Il n’est pas question de passer en revue tous les articles regroupés dans ce volume, ni de survoler les sujets abordés : il faut lire ces articles pour découvrir une époque, un homme, une pensée… Quelques mots cependant sur les articles littéraires qu’on trouve ici. Ils sont traversés de la même acuité qui fait dire à Nizan des choses qu’on trouve politiquement incorrectes aujourd’hui. Ainsi sa chronique relative à Mort à crédit de L-F Céline dans laquelle il démolit le style de l’auteur tant vanté de nos jours : il met à mal le prétendu argot et le style parlé de l’auteur. Ailleurs il fait un bref exposé de la littérature due à des militaires (acerbe, l’exposé, comme il se doit) à propos du roman de Maurice Fombeure, Soldat… Il met en évidence l’atmosphère particulière qui règne dans les régiments de la coloniale de l’époque. C’est bien vu, c’est bien démontré, Nizan va droit à l’essentiel. Et je ne peux m’empêcher de penser à La Villa des roses de Jacques Simonomis, recueil qui témoigne de la guerre d’Algérie ; mais chaque lecteur aura ses propres références ! Ce que je veux souligner, c’est l’acuité de la pensée de Paul Nizan qui écrit dans cet article du 8 mars 1936 de ce livre qu’il juge important : "Comme il est important, la critique n’a point parlé de lui et les messageries Hachette, qui exercent comme on le sait une sournoise censure sur les ouvrages de l’esprit, en ont supprimé la vente dans les bibliothèques des gares…" Et il revient le 22 mars de la même année dans un post-scriptum à un article : "Précisons le mécanisme de ces interdictions : il existe une commission de censure formée par les grands réseaux de chemins de fer qui y ont des représentants. Ce sont ces personnages qui décident, pour des raisons "morales", et plus souvent politiques, les livres qui seront exclus des bibliothèques. Cette commission transmet sa décision à la maison Hachette, qui l’exécute". En 2014, le mécanisme n’est pas le même, les hommes sont différents mais le résultat est identique...

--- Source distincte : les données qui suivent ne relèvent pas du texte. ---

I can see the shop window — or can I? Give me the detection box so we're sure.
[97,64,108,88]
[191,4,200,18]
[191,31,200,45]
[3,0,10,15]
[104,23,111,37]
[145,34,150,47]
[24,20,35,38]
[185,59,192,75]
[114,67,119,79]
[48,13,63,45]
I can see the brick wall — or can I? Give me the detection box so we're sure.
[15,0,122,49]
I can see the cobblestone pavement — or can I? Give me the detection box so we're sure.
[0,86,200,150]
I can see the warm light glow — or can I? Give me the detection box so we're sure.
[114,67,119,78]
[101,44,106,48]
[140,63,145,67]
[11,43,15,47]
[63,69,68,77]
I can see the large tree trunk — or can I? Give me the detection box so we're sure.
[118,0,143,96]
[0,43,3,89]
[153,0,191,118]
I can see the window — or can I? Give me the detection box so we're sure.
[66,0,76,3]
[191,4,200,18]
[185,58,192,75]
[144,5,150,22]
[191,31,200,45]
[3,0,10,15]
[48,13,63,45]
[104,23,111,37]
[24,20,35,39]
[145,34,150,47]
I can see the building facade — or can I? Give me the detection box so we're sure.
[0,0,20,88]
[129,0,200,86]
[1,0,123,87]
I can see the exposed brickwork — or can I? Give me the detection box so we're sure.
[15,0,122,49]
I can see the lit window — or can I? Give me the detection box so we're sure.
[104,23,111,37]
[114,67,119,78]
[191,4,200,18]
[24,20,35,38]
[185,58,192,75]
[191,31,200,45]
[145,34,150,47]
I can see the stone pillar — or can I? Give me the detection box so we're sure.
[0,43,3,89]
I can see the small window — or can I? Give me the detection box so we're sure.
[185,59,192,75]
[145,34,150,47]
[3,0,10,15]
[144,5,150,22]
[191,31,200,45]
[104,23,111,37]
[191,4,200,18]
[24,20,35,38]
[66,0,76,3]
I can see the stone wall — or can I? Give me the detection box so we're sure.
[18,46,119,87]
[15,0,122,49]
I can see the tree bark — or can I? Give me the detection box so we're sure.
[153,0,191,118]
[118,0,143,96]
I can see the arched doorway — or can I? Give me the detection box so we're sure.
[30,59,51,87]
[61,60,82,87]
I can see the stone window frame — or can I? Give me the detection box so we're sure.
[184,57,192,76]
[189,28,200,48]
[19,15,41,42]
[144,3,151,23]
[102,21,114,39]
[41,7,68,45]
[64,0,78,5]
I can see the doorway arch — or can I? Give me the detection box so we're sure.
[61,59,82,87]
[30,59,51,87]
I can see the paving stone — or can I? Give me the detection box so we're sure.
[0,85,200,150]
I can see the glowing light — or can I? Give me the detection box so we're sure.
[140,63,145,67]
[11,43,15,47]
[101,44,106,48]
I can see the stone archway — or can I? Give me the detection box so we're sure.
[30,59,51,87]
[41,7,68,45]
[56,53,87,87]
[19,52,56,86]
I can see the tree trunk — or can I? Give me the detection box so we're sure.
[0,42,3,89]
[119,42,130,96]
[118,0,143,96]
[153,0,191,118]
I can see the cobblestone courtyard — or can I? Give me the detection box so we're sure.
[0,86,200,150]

Anne Mathieu a beau jeu de caractériser certains articles de Nizan d’orthodoxes. Le lecteur attentif devine que c’est dit pour justifier par avance le départ de Paul Nizan du Parti communiste. Mais c’est oublier aussi l’explication qu’il donne dans sa lettre à son épouse des raisons qui l’ont poussé à démissionner : des raisons qui ne sont pas morales mais qu’on pourrait situer au-delà de l’orthodoxie. C’est une autre histoire et il faudra attendre les tomes suivants pour juger sur pièces. En l’état, il faut lire ces articles pour ce qu’ils nous apprennent de la politique du moment et de Nizan…

Paul Nizan, Du conflit italo-éthiopien à la victoire du Front populaire espagnol (30 juin 1935-18 juillet 1936). Articles réunis, annotés et présentés par Anne Mathieu. Préface de Pascal Ory. Le Cherche Midi éditeur, 832 pages, 24 €.

Notes :

[1Bernard Leuilliot dans Aragon, Œuvres romanesques complètes, Bibliothèque de la Pléiade, tome III, éditions Gallimard, 2003, pp 1665-1668.